En tant que leader du marché de la vente de pièces détachées en France, Spareka observe une forte augmentation du nombre d’auto-réparations. « Face à un appareil en panne, les Français cherchent quasiment toujours - dans 89% des cas - une alternative au remplacement et au rachat d’un nouvel appareil. Réparer soi-même divise le coût de la réparation par trois, ce qui encourage de nombreux consommateurs à passer le cap. En ce moment, de plus en plus de français le comprennent, diagnostiquent leur panne grâce à notre outil de diagnostic gratuit et commandent leur pièce détachée pour la première fois », explique Geoffroy Malaterre, fondateur et CEO de Spareka. En sondant cette vague de 82 000 nouveaux clients, le résultat est clair : 93% d’entre eux ont réussi à réparer eux-mêmes leur appareil en panne et économisé une centaine d’euros en moyenne.

Ces derniers mois, la petite entreprise a impact a vu ses chiffres s’envoler : +45% de visionnage des tutos sur YouTube, +25% d’utilisation des diagnostics de panne gratuits sur ce site. Et depuis la fin du confinement, les chiffres n’ont pas diminué. Depuis ce début de mois d’octobre, les commandes de visio (service d’aide à la réparation à distance, avec un technicien en visio) ont doublé. L’auto-réparation reste donc un bon plan dans la tête des français - logique : selon l’ADEME, 80% des personnes qui ont réparé une première recommencent rapidement.
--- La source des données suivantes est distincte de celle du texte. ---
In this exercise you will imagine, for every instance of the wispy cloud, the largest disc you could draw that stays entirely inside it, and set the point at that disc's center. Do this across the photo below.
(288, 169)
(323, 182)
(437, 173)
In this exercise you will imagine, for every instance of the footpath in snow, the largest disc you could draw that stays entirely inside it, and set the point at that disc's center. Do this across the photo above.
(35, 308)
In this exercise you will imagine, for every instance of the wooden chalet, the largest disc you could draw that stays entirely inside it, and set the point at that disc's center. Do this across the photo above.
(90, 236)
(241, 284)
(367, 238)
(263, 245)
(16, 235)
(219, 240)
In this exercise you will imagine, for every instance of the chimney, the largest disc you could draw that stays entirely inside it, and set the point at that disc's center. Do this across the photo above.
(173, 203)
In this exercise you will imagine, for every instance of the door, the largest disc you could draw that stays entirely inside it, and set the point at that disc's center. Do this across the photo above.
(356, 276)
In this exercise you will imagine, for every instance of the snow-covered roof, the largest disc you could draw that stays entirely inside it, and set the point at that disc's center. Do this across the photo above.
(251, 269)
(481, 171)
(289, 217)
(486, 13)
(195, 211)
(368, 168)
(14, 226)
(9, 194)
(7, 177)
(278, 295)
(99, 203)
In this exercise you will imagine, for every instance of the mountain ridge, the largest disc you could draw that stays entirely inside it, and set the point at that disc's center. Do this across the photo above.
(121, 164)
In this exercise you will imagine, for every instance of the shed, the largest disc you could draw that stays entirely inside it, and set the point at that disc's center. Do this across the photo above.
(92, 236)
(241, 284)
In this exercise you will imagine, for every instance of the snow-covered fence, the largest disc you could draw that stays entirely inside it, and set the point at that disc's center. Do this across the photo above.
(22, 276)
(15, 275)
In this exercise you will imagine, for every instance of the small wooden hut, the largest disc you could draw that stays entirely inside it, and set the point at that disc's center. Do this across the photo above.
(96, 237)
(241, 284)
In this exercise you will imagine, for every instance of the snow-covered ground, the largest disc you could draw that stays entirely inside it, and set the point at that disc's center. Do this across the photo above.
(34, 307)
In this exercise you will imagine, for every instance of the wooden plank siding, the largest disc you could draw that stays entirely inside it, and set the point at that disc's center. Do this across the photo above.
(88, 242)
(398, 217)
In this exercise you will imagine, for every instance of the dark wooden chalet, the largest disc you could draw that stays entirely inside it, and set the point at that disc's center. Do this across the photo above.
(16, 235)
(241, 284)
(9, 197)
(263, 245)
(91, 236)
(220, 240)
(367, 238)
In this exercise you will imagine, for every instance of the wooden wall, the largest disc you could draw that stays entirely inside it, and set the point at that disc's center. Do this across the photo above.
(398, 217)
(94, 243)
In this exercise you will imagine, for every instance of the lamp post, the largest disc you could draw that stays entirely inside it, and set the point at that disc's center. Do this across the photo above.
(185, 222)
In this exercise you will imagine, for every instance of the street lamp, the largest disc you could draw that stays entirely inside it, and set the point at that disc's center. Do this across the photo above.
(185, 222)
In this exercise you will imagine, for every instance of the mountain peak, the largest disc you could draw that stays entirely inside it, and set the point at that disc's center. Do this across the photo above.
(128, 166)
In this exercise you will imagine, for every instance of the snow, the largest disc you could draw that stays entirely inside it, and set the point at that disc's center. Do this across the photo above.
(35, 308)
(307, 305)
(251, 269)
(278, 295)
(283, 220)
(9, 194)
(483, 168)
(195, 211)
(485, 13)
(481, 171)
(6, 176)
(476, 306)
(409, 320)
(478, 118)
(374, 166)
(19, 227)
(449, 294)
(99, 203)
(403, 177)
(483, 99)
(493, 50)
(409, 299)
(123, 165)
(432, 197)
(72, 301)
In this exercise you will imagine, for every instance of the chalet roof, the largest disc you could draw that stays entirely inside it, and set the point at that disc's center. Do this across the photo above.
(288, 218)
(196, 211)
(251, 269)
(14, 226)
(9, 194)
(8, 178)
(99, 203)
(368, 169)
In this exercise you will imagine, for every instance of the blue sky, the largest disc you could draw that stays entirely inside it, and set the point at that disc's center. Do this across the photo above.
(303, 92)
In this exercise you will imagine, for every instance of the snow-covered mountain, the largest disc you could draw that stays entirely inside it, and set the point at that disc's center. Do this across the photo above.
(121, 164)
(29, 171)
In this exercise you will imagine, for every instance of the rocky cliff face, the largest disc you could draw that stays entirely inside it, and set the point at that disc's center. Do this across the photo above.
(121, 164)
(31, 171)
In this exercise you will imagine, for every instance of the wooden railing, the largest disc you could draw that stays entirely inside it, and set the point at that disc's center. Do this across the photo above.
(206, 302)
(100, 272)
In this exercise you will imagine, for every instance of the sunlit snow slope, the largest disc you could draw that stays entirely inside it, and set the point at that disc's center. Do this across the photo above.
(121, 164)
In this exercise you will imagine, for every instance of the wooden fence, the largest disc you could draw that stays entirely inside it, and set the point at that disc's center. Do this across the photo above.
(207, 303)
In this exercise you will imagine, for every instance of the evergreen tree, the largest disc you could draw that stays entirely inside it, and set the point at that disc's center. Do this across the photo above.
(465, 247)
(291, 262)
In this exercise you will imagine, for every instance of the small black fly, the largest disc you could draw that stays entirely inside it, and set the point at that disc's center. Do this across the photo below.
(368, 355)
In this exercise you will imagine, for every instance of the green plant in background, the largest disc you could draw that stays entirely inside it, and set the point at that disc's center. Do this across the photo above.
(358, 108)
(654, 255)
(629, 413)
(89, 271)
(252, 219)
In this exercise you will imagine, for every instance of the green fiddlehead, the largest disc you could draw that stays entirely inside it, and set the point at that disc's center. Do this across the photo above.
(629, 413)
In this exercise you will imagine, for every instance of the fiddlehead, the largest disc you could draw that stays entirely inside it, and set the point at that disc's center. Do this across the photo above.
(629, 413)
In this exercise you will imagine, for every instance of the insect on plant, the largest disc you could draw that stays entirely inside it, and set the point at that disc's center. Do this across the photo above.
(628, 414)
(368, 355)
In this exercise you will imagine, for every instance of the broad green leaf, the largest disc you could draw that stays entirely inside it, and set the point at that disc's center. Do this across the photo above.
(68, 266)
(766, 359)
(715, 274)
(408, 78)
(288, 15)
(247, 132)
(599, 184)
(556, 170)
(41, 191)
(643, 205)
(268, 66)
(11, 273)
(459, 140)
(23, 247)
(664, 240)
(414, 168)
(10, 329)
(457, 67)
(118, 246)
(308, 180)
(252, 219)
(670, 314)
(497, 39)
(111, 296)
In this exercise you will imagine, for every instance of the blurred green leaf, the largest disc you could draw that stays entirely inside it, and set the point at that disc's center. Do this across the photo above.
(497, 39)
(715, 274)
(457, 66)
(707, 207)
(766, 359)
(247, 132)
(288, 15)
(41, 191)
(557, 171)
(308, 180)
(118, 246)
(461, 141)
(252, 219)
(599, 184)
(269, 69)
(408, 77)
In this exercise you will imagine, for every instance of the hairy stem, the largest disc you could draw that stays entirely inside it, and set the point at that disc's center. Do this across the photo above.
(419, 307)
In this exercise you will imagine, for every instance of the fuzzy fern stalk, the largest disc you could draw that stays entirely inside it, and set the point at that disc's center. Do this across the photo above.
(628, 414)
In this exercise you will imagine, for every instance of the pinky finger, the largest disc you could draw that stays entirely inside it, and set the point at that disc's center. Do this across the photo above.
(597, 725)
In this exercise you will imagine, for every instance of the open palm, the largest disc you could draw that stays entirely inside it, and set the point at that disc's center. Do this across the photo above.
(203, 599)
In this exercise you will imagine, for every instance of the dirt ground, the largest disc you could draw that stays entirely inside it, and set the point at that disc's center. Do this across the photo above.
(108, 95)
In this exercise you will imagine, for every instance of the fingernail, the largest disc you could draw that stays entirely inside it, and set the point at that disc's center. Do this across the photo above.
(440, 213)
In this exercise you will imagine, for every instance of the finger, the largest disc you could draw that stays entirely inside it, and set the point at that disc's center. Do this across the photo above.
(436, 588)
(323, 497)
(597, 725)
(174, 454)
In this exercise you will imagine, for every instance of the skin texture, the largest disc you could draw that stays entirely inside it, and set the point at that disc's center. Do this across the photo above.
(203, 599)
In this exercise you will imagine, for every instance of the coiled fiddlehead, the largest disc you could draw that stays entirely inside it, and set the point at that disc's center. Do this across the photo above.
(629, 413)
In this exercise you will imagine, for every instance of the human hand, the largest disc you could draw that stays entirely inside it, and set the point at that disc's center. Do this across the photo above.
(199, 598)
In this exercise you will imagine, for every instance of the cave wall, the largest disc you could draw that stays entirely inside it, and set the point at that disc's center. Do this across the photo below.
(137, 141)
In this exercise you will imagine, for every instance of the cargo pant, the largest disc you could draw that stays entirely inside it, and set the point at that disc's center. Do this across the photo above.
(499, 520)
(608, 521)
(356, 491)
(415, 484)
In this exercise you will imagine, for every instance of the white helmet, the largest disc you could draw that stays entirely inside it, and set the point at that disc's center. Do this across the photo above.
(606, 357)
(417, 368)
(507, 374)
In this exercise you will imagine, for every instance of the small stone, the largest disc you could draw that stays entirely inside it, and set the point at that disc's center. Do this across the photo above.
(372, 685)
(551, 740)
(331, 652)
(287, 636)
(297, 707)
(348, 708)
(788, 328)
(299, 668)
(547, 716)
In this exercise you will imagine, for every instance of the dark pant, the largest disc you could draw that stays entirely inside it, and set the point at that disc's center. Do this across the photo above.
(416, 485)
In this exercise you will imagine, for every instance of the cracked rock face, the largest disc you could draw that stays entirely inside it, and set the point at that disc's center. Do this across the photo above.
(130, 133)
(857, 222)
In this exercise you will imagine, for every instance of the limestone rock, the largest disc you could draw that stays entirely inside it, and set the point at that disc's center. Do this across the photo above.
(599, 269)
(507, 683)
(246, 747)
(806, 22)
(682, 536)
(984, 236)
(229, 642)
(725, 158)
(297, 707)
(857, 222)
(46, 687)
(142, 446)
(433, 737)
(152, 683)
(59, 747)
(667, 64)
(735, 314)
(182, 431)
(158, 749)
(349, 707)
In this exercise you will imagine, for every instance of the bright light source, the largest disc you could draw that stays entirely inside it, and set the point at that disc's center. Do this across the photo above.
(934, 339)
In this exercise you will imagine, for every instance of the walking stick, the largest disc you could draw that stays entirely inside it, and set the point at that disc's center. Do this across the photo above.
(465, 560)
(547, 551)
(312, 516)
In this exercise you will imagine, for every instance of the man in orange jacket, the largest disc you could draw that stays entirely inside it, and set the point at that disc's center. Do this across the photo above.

Comme pour valider cette tendance, plus de 500 consommateurs étaient présents lors des derniers ateliers de réparation organisés par le Ministère de la Transition Ecologique, l’ADEME et Spareka dans le cadre du Repair Tour de France - contre une cinquantaine de participants habituellement.

Le succès de ces sessions gratuites et solidaires, malgré le contexte sanitaire, montre que les français souhaitent de plus en plus réparer au lieu de jeter, que la démarche soit écologique ou économique.